Leo Woodall da en la tecla en "Tuner"
Cuando el británico Leo Woodall leyó por primera vez el guión de "Tuner", el primer film de ficción del oscarizado director Daniel Roher, no tuvo dudas, quería comenzar a filmar de inmediato.
La cinta, que se estrenó esta semana en Estados Unidos, es una mezcla de romance, drama y suspenso que la estrella emergente de 29 años recibió como "un papel soñado".
"Tuner" relata la historia de Niki (Woodall), un prodigio del piano que tuvo que abandonar la música al desarrollar hiperacusia, una condición auditiva que exacerba la sensibilidad a los sonidos.
Su vida transcurre en una rutina monótona como aprendiz de afinador de pianos, oficio que le enseña el carismático y parlanchín Harry, una especie de figura paterna interpretado por Dustin Hoffman.
La trama se complica cuando Niki utiliza su sensibilidad para abrir una caja fuerte, en un intento de sacarse de encima a una banda que casualmente está robando una casa en la que él trabaja.

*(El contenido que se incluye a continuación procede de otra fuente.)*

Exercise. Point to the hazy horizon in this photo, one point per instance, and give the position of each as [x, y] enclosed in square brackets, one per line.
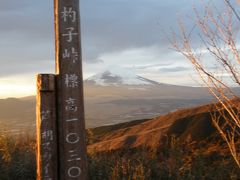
[114, 33]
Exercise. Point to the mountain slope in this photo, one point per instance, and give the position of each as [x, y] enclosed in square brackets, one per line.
[118, 77]
[194, 124]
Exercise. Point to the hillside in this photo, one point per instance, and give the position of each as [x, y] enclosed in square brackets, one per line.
[194, 124]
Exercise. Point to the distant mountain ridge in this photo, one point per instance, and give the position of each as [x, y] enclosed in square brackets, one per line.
[118, 77]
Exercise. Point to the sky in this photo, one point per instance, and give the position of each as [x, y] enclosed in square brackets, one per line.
[126, 33]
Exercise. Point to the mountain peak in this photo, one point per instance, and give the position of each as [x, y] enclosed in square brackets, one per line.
[117, 76]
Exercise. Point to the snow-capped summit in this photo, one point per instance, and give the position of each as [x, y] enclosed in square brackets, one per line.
[118, 76]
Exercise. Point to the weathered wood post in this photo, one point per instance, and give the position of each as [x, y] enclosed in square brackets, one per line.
[47, 164]
[71, 124]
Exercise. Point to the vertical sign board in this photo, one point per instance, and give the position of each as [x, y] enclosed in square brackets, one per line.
[47, 164]
[71, 124]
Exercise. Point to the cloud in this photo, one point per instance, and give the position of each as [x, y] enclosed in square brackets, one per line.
[174, 69]
[117, 32]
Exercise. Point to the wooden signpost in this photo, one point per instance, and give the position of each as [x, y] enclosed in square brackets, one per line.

Las presiones de la vida y una oferta delictiva lo pondrán en una encrucijada, al tiempo que encuentra el amor en una ambiciosa pianista encarnada por Havana Rose Liu.

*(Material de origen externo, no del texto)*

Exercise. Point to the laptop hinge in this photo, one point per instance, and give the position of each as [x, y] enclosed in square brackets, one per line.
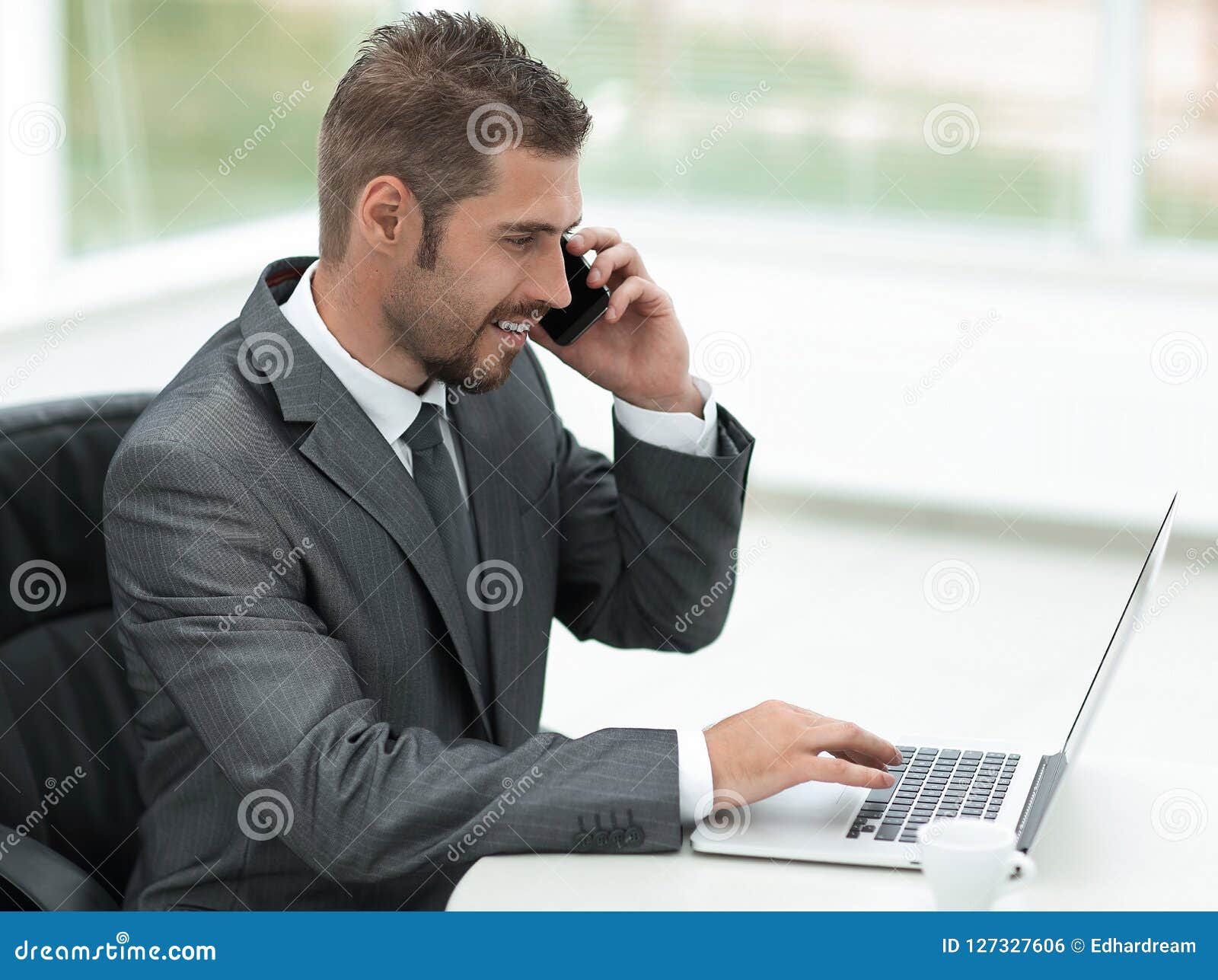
[1045, 784]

"Sabía que era una película que realmente disfrutaría", dijo Woodall a AFP.
Para meterse en la piel de Niki, Woodall practicó piano durante meses, algo que no solo le enseñó disciplina, sino que lo acercó a un instrumento por el cual siempre se había sentido atraído.

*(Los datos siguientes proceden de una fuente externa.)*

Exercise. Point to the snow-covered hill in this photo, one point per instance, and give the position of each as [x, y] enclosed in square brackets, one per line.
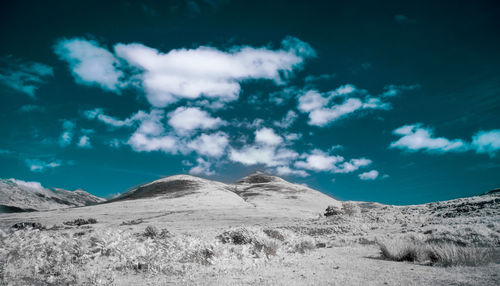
[18, 195]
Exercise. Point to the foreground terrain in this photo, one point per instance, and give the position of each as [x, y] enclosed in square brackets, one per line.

"Fue desafiante y estresante, pero también fue una hermosa oportunidad", comentó el actor de "The White Lotus".
"Es uno de los privilegios de hacer lo que hacen los actores: aprendes habilidades que de otra manera no aprenderías".
Bajo la dirección de Roher -quien conquistó un premio de la Academia por el documental "Navalny", sobre el fallecido opositor ruso Alexei Navalny-, Woodall y Hoffman van de piano en piano, con una química que evoca ternura y risas.
Cuando las cámaras rodaban, "simplemente pasábamos el rato", dijo.
"Entendimos nuestros personajes y nuestra dinámica, y cómo ellos se comunican entre sí (...) Creo que conectamos de inmediato", agregó el joven actor que elogió la ligereza de Hoffman, de 88 años. "Él hace que todo se sienta aún más vivo".
- "Poderoso" -
Parte del éxito de "Tuner" es que Woodall pone al público en los zapatos, o mejor dicho, en los oídos, de Niki.
El actor se preparó para el rol tratando de entender lo dolorosa que la hiperacusia podía llegar a ser, pero compartió el crédito de transmitir el efecto con Johnnie Burn, el diseñador de sonido de la cinta.
Para Burn, el proyecto tenía un componente personal ya que padeció esta sensibilidad extrema al sonido durante meses tras un accidente doméstico a los 19 años.
Burn, quien conquistó un Óscar con la bélica "Zona de interés", trabajó la película como si fuese una pieza musical.
"Cuando caminan por las calles de Manhattan, los pájaros cantan una pequeña melodía, y yo quería que todo estuviera ahí sin que uno se diera cuenta", dijo a AFP.
Para lograr que el público perciba el mundo como Niki, el sonidista jugó con el volumen.
La ventaja de trabajar en una historia de este tipo, dijo Burn, es que el sonido genera una reacción más rápida que la imagen.
"Por eso confías más en el sonido. Si las imágenes dicen una cosa y el sonido dice otra, el sonido es lo que crees", comentó.
"Y eso hace que sea enormemente poderoso tener una película que depende en gran medida del sonido para contar su historia, porque lo crees".